Your mental health is just as important. Some days will be harder than others. Find a couple of close friends and family members whom you can talk to when feeling low, and know that there are support groups available if you need them, as well.
3. Hang out with your friends.
It’s easy to isolate yourself when you feel down and have a limited budget, but there are ways around this. Pick low- or no-cost outings to the park or the museums, and pack a picnic to make it extra special.

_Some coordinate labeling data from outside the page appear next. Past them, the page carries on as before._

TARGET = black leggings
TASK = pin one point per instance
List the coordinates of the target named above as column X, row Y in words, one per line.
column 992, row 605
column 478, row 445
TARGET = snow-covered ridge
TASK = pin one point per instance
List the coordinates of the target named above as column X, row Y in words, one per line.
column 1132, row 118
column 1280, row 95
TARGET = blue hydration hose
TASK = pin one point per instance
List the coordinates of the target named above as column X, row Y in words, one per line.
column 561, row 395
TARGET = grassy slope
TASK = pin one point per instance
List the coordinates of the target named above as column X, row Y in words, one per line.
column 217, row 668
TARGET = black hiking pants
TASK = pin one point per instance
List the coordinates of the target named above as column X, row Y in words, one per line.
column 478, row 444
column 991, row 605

Miss socialising with friends at the pub? Invite them to bring a bottle to your place and enjoy a cosy evening at home. Miss going out to dinners? Arrange a pot luck amongst your friends, where one person hosts and everyone else brings a dish to share. And even if you can’t get together in person, pick up the phone or arrange a Skype date.
4. Learn photography.
Or ceramics. Or French. Or coding. Now is the time to pick up new skills—not only the ones that will prepare you for a new career, but those that will soothe your soul and enrich your character. You know those activities that you have considered but always said, “I wish I had the time to do that”? Now is your chance. And money spent on education is never wasted.
5. Take some time out.
It is natural to feel down right now, but there are upsides to your situation, as well. The working world isn’t called the rat race for nothing: It can be stressful, frustrating, even demoralising. Consider this an opportunity to rejuvenate and reevaluate what really matters to you.
Above all, try not to compare yourself to others, while keeping in mind that thousands of people are working through similar difficulties. Remember your coping strategies from previous hard times, and remember to take each day as it comes.
There is a graphic going around on Facebook that says to view unexpected life events as plot twists and go from there. If you take a step back from the immediate negative experience, you’ll recognise that this is a turning point, which empowers you with options. Take this blank page and fill it as you see fit.